Then and Always

then and alwaysThen and Always
by Dani Atkins
Published by Ballantine
320 pages
Genre: women’s fiction 
3.5 / 5


To paraphrase the Grateful Dead (no pun intended … and I mean, read this book and you’ll understand why THAT IS A FUNNY LINE), love is one long, strange trip.

Rachel has an enviable life. She has a loyal band of friends, a gorgeous boyfriend, and she’s preparing to enter university. If her best friend Jimmy seems a little off, surely it has everything to do with them heading in different educational directions and nothing at all to do with her boyfriend Matt, right?

The group of friends heads out for a celebratory dinner one night, and an accident occurs. Rachel is alive, but one friend is not – and that friend died trying to save her.

Five years later, Rachel carries the burden of that night like Sisyphus and his stone. She will make small advancements, only to succumb to debilitating grief. These scenes are crushing to read as Dina Atkins forces us to face dead on the sadness, fear, loneliness, and guilt that Rachel feels. It has taken her five years, after all, to meet her friends again.

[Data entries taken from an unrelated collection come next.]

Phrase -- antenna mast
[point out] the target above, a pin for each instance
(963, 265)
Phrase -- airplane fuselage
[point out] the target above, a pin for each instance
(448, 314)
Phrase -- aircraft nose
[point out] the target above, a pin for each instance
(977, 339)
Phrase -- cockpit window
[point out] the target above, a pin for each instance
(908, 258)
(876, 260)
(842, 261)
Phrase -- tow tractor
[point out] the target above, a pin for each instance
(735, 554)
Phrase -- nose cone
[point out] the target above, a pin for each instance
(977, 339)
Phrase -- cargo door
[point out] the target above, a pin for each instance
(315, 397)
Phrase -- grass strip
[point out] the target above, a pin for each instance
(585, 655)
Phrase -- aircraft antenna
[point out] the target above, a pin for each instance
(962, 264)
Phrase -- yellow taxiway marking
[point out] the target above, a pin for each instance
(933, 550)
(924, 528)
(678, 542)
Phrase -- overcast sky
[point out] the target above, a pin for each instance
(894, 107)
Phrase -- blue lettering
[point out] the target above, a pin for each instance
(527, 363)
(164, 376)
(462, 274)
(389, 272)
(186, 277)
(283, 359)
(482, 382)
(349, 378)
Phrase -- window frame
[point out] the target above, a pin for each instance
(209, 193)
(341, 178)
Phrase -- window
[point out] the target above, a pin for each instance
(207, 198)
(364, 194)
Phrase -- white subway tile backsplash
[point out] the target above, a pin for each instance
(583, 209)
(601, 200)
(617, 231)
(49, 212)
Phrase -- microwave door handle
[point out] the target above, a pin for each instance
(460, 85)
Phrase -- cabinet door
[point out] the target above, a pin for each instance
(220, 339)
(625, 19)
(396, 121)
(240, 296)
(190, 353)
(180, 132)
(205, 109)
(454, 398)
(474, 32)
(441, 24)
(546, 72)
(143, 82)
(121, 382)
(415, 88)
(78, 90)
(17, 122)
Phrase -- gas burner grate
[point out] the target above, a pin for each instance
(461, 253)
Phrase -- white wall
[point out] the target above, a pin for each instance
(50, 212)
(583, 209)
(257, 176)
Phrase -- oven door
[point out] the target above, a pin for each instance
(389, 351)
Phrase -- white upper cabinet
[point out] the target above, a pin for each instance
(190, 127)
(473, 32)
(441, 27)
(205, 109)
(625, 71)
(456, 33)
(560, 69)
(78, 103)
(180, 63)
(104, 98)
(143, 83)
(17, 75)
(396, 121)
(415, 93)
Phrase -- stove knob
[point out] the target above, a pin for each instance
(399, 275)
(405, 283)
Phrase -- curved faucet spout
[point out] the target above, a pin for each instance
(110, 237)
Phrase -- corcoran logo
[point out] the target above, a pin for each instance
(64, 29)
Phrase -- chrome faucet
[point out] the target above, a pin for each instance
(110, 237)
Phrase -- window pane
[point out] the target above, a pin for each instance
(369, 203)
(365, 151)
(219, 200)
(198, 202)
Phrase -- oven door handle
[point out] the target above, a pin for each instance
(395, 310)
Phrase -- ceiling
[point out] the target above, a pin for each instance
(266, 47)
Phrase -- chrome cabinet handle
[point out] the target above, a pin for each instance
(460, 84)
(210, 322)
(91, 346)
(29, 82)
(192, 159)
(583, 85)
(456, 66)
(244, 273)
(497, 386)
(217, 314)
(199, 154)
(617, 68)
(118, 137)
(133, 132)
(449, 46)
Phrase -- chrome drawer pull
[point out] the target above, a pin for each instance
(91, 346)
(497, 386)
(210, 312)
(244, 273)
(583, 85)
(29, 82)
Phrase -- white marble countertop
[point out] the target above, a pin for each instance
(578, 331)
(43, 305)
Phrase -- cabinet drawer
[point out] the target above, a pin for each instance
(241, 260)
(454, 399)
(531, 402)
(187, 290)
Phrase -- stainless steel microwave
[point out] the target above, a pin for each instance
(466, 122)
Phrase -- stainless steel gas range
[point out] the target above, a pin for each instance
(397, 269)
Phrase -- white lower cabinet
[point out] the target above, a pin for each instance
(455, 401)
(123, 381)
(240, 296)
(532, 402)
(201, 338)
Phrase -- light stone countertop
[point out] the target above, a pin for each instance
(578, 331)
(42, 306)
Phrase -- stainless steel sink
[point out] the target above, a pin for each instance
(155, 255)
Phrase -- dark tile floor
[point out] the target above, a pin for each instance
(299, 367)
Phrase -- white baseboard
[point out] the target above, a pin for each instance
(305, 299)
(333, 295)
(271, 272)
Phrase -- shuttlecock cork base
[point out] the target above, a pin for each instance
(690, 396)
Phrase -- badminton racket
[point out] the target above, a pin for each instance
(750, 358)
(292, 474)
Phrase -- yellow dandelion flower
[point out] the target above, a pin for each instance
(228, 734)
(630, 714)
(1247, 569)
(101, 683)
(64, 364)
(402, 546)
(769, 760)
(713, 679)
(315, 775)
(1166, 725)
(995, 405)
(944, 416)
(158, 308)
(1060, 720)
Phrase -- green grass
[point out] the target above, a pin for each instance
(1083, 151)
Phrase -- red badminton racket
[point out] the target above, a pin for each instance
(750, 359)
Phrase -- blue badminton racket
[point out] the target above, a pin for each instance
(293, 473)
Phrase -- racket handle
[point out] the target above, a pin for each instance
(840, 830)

After sharing a dinner together, Rachel falls ill … and wakes up to a different reality. She’s still with the gorgeous boyfriend, and her friend who died? Is very much alive.

To say that Rachel is confused is to woefully understate her predicament. What is true – her memories of what her life was like before the illness or what her life appears to be like now? She remembers her “before” life so clearly and distinctly that it must be true, right? But if it is, then what is she living now?

Again, Atkins sparse us no grief or pain, or any joy and happiness.

As Rachel tries to figure out what is real and what isn’t, I found myself wondering how Atkins was going to resolve the two. Some of her plot points are broadcast quite loudly, but the twist was far more subtle. There are clues, yes, but those clues are delivered lightly and carefully.

While I enjoyed the book tremendously, it does have its flaws. There are the heavy handed clues, and there are some stock characters whose motivations and actions are easily predictable. Rachel, though, makes it worth your while to read this book. She will make you cry and make you smile, and that’s the sort of character we enjoy spending time getting to know.